Le 5 août 1914, la commune fait installer un hôpital de la croix rouge dans les locaux de l’institut Notre Dame. Le 1 août, le Xeme Corps d’Armée Française prend possession des locaux et l’Institut ND devient Ambulance Française sous la direction du Médecin Major Louis Rigollt-Simonnot. De nombreux civils en provenance de Charleroi-Tamines-Auvelais campent dans le parc de l’Institut. Des blessés allemands et français affluent dans l’ambulance.
Le 24 août, suite aux massacres de Surice et d’Hastière, les sœurs quittent le couvent, sauf 3 sœurs et le médecin major qui se sacrifient. Arrivées à Roly, elles sont rattrapées par les troupes allemandes qui les ramènent à l’ambulance de Philippeville.
Le 26 août, les troupes allemandes entrent dans Philippeville et apportent leur soutien à l’œuvre de charité entreprise par les sœurs. Le médecin major est félicité par le général allemand, mais cela n’empêchera pas son envoi en captivité en janvier 1915.
Le 12 janvier 1915, l’ambulance de Philippeville est fermée.

Ecole ND en 1914. Philippeville.

Ecole ND en 1914. Philippeville.

Célébration du dimanche 24 août au cimetière militaire de Tarciennes

Le dimanche 24 août 2014, une célébration du souvenir y a été organisée . Le cimetière rassemble les tombes de 600 militaires français, allemands et russes tombés lors de la bataille de Charleroi. La paroisse de Tarciennes avec la collaboration de l’abbé Hubert Jeanjean y a organisé une célébration du souvenir dans le cadre de ce cimetière.
Un cortège, emmené par la fanfare royale Saint-Eloi de Laneffe, s’est formé au départ de la N5. Toutes les chorales paroissiales rassemblées en un superbe chœur accompagnaient la célébration de manière très émouvante.

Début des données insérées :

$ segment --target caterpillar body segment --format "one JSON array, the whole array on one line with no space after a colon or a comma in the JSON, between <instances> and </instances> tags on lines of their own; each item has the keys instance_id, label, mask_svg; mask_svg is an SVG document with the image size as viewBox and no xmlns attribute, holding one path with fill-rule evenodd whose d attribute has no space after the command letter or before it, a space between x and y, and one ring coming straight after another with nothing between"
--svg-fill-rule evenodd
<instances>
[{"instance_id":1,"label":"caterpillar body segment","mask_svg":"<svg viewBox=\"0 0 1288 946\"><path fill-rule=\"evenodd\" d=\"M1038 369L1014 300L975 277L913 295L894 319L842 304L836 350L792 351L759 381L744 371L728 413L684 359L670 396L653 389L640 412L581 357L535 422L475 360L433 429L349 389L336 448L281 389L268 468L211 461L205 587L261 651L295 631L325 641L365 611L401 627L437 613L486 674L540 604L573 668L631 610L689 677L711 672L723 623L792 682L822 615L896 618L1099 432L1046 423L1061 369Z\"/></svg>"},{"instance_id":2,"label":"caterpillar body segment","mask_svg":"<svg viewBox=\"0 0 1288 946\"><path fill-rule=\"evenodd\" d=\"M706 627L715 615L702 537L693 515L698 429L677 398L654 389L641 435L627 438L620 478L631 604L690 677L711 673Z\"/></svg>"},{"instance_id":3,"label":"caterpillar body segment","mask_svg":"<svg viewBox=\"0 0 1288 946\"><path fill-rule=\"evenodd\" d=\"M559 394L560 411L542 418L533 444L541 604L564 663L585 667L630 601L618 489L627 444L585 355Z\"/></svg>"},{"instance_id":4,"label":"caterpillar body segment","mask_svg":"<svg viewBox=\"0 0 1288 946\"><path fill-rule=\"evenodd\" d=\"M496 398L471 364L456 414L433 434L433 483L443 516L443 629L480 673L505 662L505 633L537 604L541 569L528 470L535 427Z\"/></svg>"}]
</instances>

L’ADMINISTRATION COMMUNALE DE Walcourt participait, représentée par la députée-bourgmestre Christine Poulin, la présidente du CPAS Maryse Robert, le conseiller communal Jean Luc Liessens et l’échevin Marc Preyat.

Lors de son homélie l’abbé Jeanjean souligne que ce cimetière était un lieu de calme, de prières et de méditation sur les événements actuels. Des soldats de trois confessions sont unis dans la mort : des catholiques, des protestants et des musulmans. Il a rappelé que ce 24 août était aussi la fête de Saint Barthélémy. Fin du 16eme siècle, à Paris, des catholiques ont massacré des protestants. C’est ce qu’on a
appelé le massacre de la Saint-Barthélemy. Comme on peut le constater, l’origine des conflits est souvent la recherche du pouvoir et/ou la religion. Il poursuit : «Je vous invite donc aujourd’hui à vous demander, chacun et chacune, comment vous pouvez à votre niveau enrayer cette montée de la
violence car la guerre existe toujours dans certaines parties du monde».

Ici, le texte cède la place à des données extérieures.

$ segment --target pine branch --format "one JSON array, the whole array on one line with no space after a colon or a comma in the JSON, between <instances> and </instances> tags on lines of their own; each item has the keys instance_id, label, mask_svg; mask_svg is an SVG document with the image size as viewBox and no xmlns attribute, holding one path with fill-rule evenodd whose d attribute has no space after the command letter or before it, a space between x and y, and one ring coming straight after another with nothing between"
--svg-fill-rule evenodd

La cérémonie s’est terminée par l’interprétation des hymnes belge, français, allemand et russe.
Les enfants firent un lâcher de ballons devant les panneaux didactiques installés à l’entrée du cimetière alors que la fanfare interprétait l’hymne européen. Le verre de l’amitié a rassemblé tous les participants à cette belle manifestation que l’on espère récurrente dans les prochaines années.